The secure messaging app that is frequently used by ISIS members and supporters to communicate and release messages could soon have a backdoor built-in for Russian spies.
That’s due to a recent “anti-terrorism” bill passed by the Russian Duma that’s expected to pass into law, according to The Daily Dot.
Once enacted, the law specifically requires software companies operating in Russia to build workarounds for encryption that would allow the FSB (Russia’s equivalent to the CIA) to view any message sent. Non-compliance would mean a fine of up to $15,000.
Having a backdoor into all encryption would touch a large portion of the Russian internet, affecting everything from commerce and banking to communications. But secure messaging apps like WhatsApp and Telegram will likely have to make a decision: Continue to allow their apps to work in the county — and build in a backdoor that weakens their software — or shut down access to it for Russian users.

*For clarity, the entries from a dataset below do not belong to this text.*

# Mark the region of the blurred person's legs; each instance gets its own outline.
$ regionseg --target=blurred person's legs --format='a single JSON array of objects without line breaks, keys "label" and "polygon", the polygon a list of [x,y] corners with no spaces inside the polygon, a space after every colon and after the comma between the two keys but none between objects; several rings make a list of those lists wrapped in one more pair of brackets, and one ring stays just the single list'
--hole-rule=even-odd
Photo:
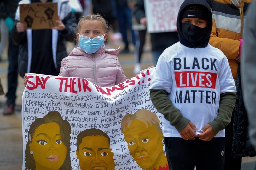
[{"label": "blurred person's legs", "polygon": [[230,123],[225,127],[226,145],[224,170],[240,170],[241,169],[242,157],[236,158],[232,155],[234,118],[234,114],[232,114]]},{"label": "blurred person's legs", "polygon": [[18,55],[19,46],[15,45],[9,35],[8,48],[8,73],[7,83],[8,91],[5,96],[7,98],[5,107],[3,114],[8,115],[14,112],[16,99],[16,90],[18,86]]},{"label": "blurred person's legs", "polygon": [[2,54],[6,46],[8,40],[9,30],[6,25],[4,20],[0,19],[0,27],[1,27],[1,43],[0,43],[0,61],[2,59]]},{"label": "blurred person's legs", "polygon": [[139,30],[135,31],[134,33],[136,38],[134,51],[135,65],[133,73],[134,74],[137,74],[141,70],[140,62],[143,52],[143,48],[145,43],[147,31],[146,30]]},{"label": "blurred person's legs", "polygon": [[132,11],[127,7],[123,9],[117,8],[117,12],[119,31],[122,34],[123,41],[125,45],[122,52],[128,53],[130,51],[127,34],[128,30],[131,32],[132,41],[134,45],[135,45],[136,41],[134,31],[132,29]]}]

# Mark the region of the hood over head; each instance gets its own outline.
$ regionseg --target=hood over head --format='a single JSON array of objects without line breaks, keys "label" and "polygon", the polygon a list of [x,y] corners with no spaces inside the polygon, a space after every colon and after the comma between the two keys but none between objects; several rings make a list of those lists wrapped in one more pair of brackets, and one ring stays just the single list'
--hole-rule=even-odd
[{"label": "hood over head", "polygon": [[[191,16],[187,18],[197,18],[203,19],[207,21],[207,26],[206,28],[205,34],[204,36],[200,40],[196,42],[191,42],[188,40],[188,37],[182,33],[182,31],[181,20],[185,18],[184,15],[187,16],[187,11],[185,9],[188,6],[191,5],[200,5],[203,9],[203,12],[197,12],[194,11],[189,11],[192,12]],[[181,4],[178,13],[177,17],[177,27],[179,35],[179,41],[187,47],[192,48],[204,47],[207,46],[209,42],[210,35],[212,26],[212,17],[211,7],[205,0],[185,0]]]}]

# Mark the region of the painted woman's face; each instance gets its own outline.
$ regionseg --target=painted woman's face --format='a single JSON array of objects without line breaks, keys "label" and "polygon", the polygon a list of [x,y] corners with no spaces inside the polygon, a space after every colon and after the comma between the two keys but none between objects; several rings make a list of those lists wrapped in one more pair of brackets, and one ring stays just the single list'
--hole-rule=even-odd
[{"label": "painted woman's face", "polygon": [[60,126],[52,122],[40,126],[33,135],[29,144],[37,169],[58,169],[64,162],[67,147],[60,135]]},{"label": "painted woman's face", "polygon": [[133,120],[129,127],[126,126],[125,131],[123,132],[131,154],[138,165],[143,169],[153,165],[158,167],[159,165],[155,165],[157,163],[156,160],[163,152],[163,135],[159,134],[156,126],[148,125],[147,127],[140,121]]}]

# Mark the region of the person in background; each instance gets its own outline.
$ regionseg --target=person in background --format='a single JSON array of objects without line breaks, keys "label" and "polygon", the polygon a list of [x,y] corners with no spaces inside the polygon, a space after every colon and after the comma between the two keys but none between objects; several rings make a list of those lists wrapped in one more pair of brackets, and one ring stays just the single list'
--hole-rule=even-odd
[{"label": "person in background", "polygon": [[[133,10],[133,15],[137,21],[146,26],[147,19],[145,14],[144,0],[136,0]],[[156,65],[158,58],[167,48],[179,41],[177,31],[150,33],[152,51],[154,56],[155,66]]]},{"label": "person in background", "polygon": [[[135,7],[136,0],[128,0],[129,6],[133,11]],[[133,69],[133,73],[136,75],[141,70],[140,62],[143,52],[143,48],[145,43],[147,27],[144,25],[141,24],[137,22],[134,15],[132,18],[132,28],[134,31],[136,38],[134,50],[135,65]]]},{"label": "person in background", "polygon": [[[115,0],[114,6],[116,7],[116,18],[118,21],[119,31],[122,34],[123,41],[124,43],[124,48],[121,53],[127,53],[130,52],[129,49],[130,42],[131,41],[134,46],[136,44],[136,38],[134,31],[132,29],[132,10],[128,5],[127,0]],[[132,39],[129,40],[128,35],[131,35]]]},{"label": "person in background", "polygon": [[[101,87],[110,87],[127,79],[118,59],[117,49],[104,44],[109,26],[99,15],[84,16],[77,26],[79,47],[62,60],[59,75],[82,77]],[[24,77],[26,86],[28,77]]]},{"label": "person in background", "polygon": [[[244,24],[244,45],[241,61],[242,91],[247,111],[250,141],[256,150],[256,1],[252,2],[247,11],[250,14]],[[256,167],[255,169],[256,170]]]},{"label": "person in background", "polygon": [[[0,43],[1,42],[1,27],[0,26]],[[0,78],[0,95],[4,94],[4,88],[3,88],[3,85],[2,83],[1,83],[1,79]]]},{"label": "person in background", "polygon": [[4,19],[8,28],[8,72],[7,76],[8,91],[5,106],[3,112],[8,115],[14,113],[18,86],[18,56],[19,46],[11,38],[11,33],[13,26],[16,9],[19,0],[5,0],[0,2],[0,18]]},{"label": "person in background", "polygon": [[68,55],[66,41],[74,42],[72,31],[77,26],[76,17],[67,1],[64,0],[23,0],[19,4],[57,2],[59,19],[52,29],[27,29],[20,22],[18,7],[12,38],[19,46],[18,72],[22,77],[26,73],[58,75],[62,59]]},{"label": "person in background", "polygon": [[223,169],[225,127],[236,88],[228,59],[209,44],[212,26],[204,0],[185,0],[177,19],[179,41],[159,58],[152,103],[163,114],[163,133],[173,169]]},{"label": "person in background", "polygon": [[[1,3],[3,2],[1,2]],[[5,10],[4,10],[4,11]],[[1,11],[2,11],[1,10]],[[0,13],[1,12],[0,11]],[[8,41],[8,27],[5,24],[4,20],[2,18],[0,18],[0,27],[2,31],[2,36],[1,38],[1,41],[2,42],[0,43],[0,62],[3,60],[3,55],[4,49],[5,48],[7,42]]]},{"label": "person in background", "polygon": [[242,157],[256,156],[248,136],[248,121],[242,93],[240,62],[244,23],[252,0],[206,0],[211,7],[213,25],[209,43],[222,51],[228,60],[237,97],[231,121],[225,127],[224,169],[240,170]]}]

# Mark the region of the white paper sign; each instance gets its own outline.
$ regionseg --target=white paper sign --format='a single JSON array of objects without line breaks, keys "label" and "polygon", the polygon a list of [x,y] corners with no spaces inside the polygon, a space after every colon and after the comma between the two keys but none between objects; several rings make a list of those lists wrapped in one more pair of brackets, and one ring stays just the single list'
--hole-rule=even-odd
[{"label": "white paper sign", "polygon": [[[46,167],[49,169],[54,169],[54,169],[59,169],[61,166],[66,168],[71,166],[73,170],[101,169],[99,167],[110,170],[140,170],[145,169],[143,166],[145,164],[141,163],[145,161],[155,162],[150,165],[154,166],[151,169],[169,169],[168,164],[160,167],[160,163],[156,162],[159,161],[158,157],[161,155],[165,157],[161,160],[166,159],[162,139],[157,137],[160,136],[158,133],[161,133],[162,115],[152,104],[150,96],[149,88],[154,70],[154,68],[147,70],[123,83],[108,88],[100,87],[84,78],[27,74],[28,79],[23,94],[22,110],[23,169],[35,169],[35,164],[38,166],[42,165],[48,166]],[[141,134],[148,133],[148,137],[136,138],[140,135],[136,133],[137,131],[129,130],[136,124],[131,122],[129,124],[130,119],[127,116],[142,110],[147,113],[144,118],[156,119],[146,124],[142,122],[137,124],[151,129]],[[151,115],[156,117],[150,118]],[[127,121],[123,121],[125,116]],[[57,119],[59,120],[54,120]],[[124,133],[121,131],[122,121],[127,123],[125,130],[124,129],[123,131],[127,133],[125,139],[127,141],[125,140]],[[157,124],[154,125],[153,122],[157,122]],[[160,132],[156,133],[156,135],[153,131],[156,129],[154,127],[157,126]],[[137,128],[136,126],[135,128]],[[69,131],[69,128],[71,131]],[[94,129],[95,133],[97,131],[104,132],[109,138],[110,144],[107,138],[100,138],[100,135],[95,135],[92,137],[98,138],[98,141],[90,142],[92,140],[91,138],[83,138],[81,144],[77,144],[78,135],[90,129]],[[128,136],[127,132],[130,134],[131,132],[134,134],[131,137],[134,140],[129,140],[131,137]],[[152,140],[150,135],[154,136]],[[147,151],[153,148],[153,145],[147,146],[147,144],[158,138],[158,142],[151,144],[157,144],[160,152],[157,152],[157,149],[152,153]],[[145,145],[141,146],[140,148],[144,149],[140,151],[139,156],[135,155],[138,151],[132,148],[139,147],[135,146],[138,144],[136,139],[139,139],[139,143]],[[84,144],[77,151],[77,146],[80,148],[84,142],[89,145]],[[99,144],[100,147],[94,149],[94,147]],[[92,146],[89,146],[90,145]],[[155,155],[155,159],[145,156],[147,152]],[[143,156],[145,158],[142,159]],[[83,164],[83,161],[88,164],[86,167],[90,167],[81,168],[86,165]],[[96,163],[98,165],[91,167]]]},{"label": "white paper sign", "polygon": [[149,33],[176,31],[176,22],[184,0],[144,0]]}]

Though members of the terror group use encryption apps these days, they are just a subset of users among millions of activists, journalists, and regular people who value their privacy and security online.
Russia’s weakening of encryption comes just months after the US saw a renewed push by lawmakers to weaken its own encryption standards, with the FBI and political leaders railing against the security of phones and software making it harder for terror investigations.
Many tech companies — including giants Facebook and Google — decided to implement encryption by default into its messaging products in the wake of the Edward Snowden NSA leaks.
Most researchers argue that building backdoors into security protocols make it inherently insecure and open to attack from hackers.